Forces et faiblesses du mouvement

Le mouvement a poussé une nouvelle couche d’étudiants à entrer en lutte. Un côté très intéressant du mouvement est l’aspect internationaliste – des rapports d’occupations se déroulant dans d’autres pays ont été faits durant les Assemblées Générales. Les étudiants allemands représentent aussi une grande partie des étudiants en lutte, et ce malgré les tentatives du gouvernement de diviser le mouvement en accusant ceux-ci d’être responsable des problèmes dans les unifs. L’occupation assure aussi que la vie au jour-le-jour est organisée (nettoyage et approvisionnement en nourriture pour les occupants,…). Cela montre comment, dans une société socialiste, on pourrait assurer que les besoins journaliers de chacun soient assurés. La tentative de certains médias de faire passer l’occupation pour une «petite fête» n’a pas réussi. Un point négatif, cependant, est que le mouvement est clairement moins radical que ce à quoi l’on a déjà pu assister dans le passé. Ce mouvement n’est ainsi pas clairement anticapitaliste, mais plus anti-néolibéral, ce qui illustre que la conscience varie en fonction des évènements. Le mouvement est aussi assez hésitant pour élire démocratiquement des représentants, ce qui pourrait, à l’avenir, tourner en sa défaveur.

 

Le mouvement se disperse

A l’heure où nous écrivons cet article, le futur du mouvement n’est absolument pas clair. Mais le fait que celui-ci se soit propagé vers d’autres villes et universités et que la manifestation du 28 octobre a constitué une grande victoire est une indication que le mouvement pourrait encore grossir. Le 29 octobre, il y a eu des manifestations à Innsbruck et à Graz. Pour l’instant il y a eu des occupations à Vienne, Linz, Graz, Innsbruck et Klagenfurt. Il est également possible qu’une grève écolière prennent place en solidarité la semaine prochaine.

 

Le CIO participe au mouvement

Depuis le début du mouvement, le Sozialistische Linkspartei (SLP, CIO-Autriche) a fait partie intégrante de la lutte. L’idée de la manifestation du 28 octobre a ainsi été suggérée par les camarades du CIO en Autriche. Les activistes du SLP ont joué un rôle crucial pour tenter de joindre d’autres luttes au mouvement étudiant. Le mécontentement parmi les travailleurs du métal a été supporté par une délégation des universités sur base de notre initiative. A Salzburg, nous avons été centraux dans l’organisation de la manifestation avec d’autres groupes. Jan Rybak, un membre du SLP, a été un des principaux orateurs de la manifestation de Salzburg. Nous avons mis en avant la nécessité pour le mouvement d’élire démocratiquement un comité pour organiser la protestation et pour l’ÖGB d’organiser la solidarité. Nous avons suggéré l’idée d’une conférence nationale pour discuter des revendications, des slogans et des prochaines étapes pour augmenter la pression sur le gouvernement. Cela pourrait être une étape d’une grande importance pour rassembler les différentes luttes dans une même journée de grève nationale du secteur de l’enseignement (étudiants et professeurs, travailleurs des crèches, universitaires et enseignants).
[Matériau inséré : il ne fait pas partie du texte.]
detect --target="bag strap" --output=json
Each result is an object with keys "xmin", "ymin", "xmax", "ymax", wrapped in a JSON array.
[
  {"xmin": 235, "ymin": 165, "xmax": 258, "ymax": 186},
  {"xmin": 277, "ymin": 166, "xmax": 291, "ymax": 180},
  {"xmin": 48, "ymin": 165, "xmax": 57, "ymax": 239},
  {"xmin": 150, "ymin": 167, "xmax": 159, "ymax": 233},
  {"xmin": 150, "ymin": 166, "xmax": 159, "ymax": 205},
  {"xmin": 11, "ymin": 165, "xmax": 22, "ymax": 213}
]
Nous expliquons aussi que ce mouvement montre la nécessité d’un nouveau parti des travailleurs puisqu’aucun des partis de l’establishment n’a de solutions à proposer et n’a même pas envie d’en chercher. C’est le système capitaliste qui est responsable de la crise dans l’éducation. Il doit être remplacé par un système socialiste qui assurera à chacun un enseignement gratuit et de qualité.